Schwäbische Zeitung (Friedrichshafen)
So leicht bricht der Panzer der Gleichgültigkeit
Stellen Sie sich einen Strand vor, der mit Seesternen übersät ist. Die Flut hat unzählige von ihnen an Land gespült, und jetzt drohen sie auf dem Trockenen zu verenden. Inmitten all dieser Tiere steht ein Mädchen. Erst wirkt sie hilflos, aber dann beginnt sie, Seestern für Seestern zurück ins Meer zu werfen. Als ein Spaziergänger auftaucht, hält sie kurz inne, denn er ruft ihr etwas zu: „Lass das doch. Es sind zu viele. Ob du ein paar Seesterne rettest oder nicht, macht keinen Unterschied.“Das Mädchen sieht auf den Seestern in ihrer Hand. Dem Mann ruft sie zu: „Für diesen hier schon!“– und wirft den Seestern ins Meer. Was für eine naive Geschichte. Als ich sie gehört habe, habe ich abgewunken. Und trotzdem ist ihre Logik einleuchtend. Zumal es nicht nur für den einzelnen Seestern einen Unterschied macht, ob man ihn rettet oder nicht. Es macht auch einen Unterschied für denjenigen, der sich zur Rettung entschließt. Es holt ihn aus einem Gefühl der Ohnmacht, die sich mit Gleichgültigkeit maskiert. Und wenn das bewirkt werden kann, soll es sich nicht lohnen, auch nur einen von einer Million Seesternen zu retten?
Ersetzen Sie den Seestern durch ein anderes Tier – beispielsweise durch irgendein Insekt, von denen wir insgesamt sowieso viel zu wenig haben. Meinetwegen den Regenwurm, der in der Sommerhitze über ein Stück Asphalt robbt, um das nächste Stück Wiese zu erreichen. Eines ist sicher: Er wird vorher vertrocknen. Außer, man bückt sich nach ihm und trägt ihn drei Meter weiter.
Bei mir hat sich gegenüber Insekten unmerklich ein anderer Umgang eingeschlichen. Früher habe ich die Schwebfliege weggewedelt, die sich auf meinem Handrücken niederließ. Heute lasse ich sie sitzen. Welchen Grund gab es eigentlich, sie zu verscheuchen? Oder die Großen Zitterspinnen (gern mit Weberknechten verwechselt), die ihre wirren Netze wieder reichlich an den Zimmerdecken weben. Früher habe ich auf sie das Rohr des Staubsaugers gerichtet, der sie vertilgte. Jetzt ist es mir lieber, ein Glas über sie zu stülpen und sie nach draußen in den Garten zu bringen.
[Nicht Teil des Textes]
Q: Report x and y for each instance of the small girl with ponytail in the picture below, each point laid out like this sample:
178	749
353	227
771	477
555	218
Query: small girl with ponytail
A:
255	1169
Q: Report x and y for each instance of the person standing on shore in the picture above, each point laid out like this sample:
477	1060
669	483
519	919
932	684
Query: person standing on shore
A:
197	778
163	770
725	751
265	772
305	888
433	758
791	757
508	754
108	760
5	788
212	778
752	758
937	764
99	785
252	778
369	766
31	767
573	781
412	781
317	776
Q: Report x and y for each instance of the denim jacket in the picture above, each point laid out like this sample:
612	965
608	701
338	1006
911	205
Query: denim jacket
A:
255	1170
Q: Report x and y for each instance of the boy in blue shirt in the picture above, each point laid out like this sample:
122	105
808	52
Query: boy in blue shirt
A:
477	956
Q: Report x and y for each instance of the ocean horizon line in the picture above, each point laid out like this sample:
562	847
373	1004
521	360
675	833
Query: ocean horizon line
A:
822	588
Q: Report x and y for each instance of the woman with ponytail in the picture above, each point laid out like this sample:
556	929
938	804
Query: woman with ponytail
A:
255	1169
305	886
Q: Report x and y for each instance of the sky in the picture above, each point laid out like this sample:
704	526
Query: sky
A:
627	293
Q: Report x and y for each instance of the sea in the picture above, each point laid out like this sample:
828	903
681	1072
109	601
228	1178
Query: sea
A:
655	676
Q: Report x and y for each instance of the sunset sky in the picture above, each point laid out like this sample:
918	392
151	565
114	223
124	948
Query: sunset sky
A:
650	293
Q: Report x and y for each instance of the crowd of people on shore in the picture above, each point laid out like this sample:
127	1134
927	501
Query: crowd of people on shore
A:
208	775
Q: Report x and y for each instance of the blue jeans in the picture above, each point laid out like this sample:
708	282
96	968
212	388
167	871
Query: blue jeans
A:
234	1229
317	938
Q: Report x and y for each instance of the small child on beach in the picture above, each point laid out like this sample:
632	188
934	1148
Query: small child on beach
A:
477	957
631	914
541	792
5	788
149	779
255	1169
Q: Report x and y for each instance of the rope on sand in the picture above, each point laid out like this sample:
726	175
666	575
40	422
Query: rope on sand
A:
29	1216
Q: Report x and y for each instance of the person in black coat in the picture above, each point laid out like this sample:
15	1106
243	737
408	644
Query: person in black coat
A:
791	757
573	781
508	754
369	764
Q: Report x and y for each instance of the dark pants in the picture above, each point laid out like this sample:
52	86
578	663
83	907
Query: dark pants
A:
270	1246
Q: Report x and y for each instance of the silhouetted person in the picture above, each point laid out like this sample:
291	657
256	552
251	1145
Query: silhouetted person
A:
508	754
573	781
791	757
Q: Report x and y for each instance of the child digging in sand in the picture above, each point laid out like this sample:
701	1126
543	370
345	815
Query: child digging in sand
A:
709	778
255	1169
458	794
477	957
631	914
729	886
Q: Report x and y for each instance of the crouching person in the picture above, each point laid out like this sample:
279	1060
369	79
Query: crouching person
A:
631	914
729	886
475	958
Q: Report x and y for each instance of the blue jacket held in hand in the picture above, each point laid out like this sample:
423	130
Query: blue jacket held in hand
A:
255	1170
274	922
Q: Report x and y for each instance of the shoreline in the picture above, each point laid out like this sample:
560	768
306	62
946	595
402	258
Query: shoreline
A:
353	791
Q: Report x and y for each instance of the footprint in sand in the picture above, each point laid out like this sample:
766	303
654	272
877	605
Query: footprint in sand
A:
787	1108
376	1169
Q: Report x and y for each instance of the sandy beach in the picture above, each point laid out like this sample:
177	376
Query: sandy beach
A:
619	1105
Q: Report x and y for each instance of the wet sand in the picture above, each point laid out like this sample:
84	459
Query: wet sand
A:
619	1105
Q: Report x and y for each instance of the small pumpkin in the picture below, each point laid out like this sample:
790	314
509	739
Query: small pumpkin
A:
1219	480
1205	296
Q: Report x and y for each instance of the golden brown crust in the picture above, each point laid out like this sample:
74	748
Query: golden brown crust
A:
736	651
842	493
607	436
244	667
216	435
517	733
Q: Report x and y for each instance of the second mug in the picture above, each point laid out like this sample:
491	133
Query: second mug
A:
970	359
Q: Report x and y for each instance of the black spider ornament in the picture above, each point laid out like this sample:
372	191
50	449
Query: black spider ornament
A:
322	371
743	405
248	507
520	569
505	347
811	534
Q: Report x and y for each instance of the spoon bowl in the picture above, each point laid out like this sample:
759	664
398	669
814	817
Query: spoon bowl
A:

Die verbleibenden Spinnweben lassen sich anschließend auch einsaugen, ohne den Tieren selbst ans Leder zu gehen. Oft gehen wir Tieren schon dann nicht ans Leder, wenn wir ihnen nicht unbewusst Fallen stellen – so wie mir das passierte: Vor zwei
Jahren freute ich mich über ein Amselpaar, das seine Jungen bei uns ausbrütete. Eines Morgens waren die Jungvögel ausgeflogen. Aber einen von ihnen fand ich ertrunken in einem unserer halbvollen Regenfässer. Er war bei seinen Flugversuchen hineingestürzt und die glatten Wände waren ihm zum Verhängnis geworden. Seitdem decken wir die Regentonnen mit Deckeln ab. Und weil es an Deckeln fehlt, schwimmt in den übrigen Tonnen jeweils ein Brettchen, als Rettungsfloß.
Der Mann am Strand mag recht haben. Im Ganzen macht das alles sicherlich keinen Unterschied. Aber für jedes der einzelnen Tiere schon. Und für mich auch.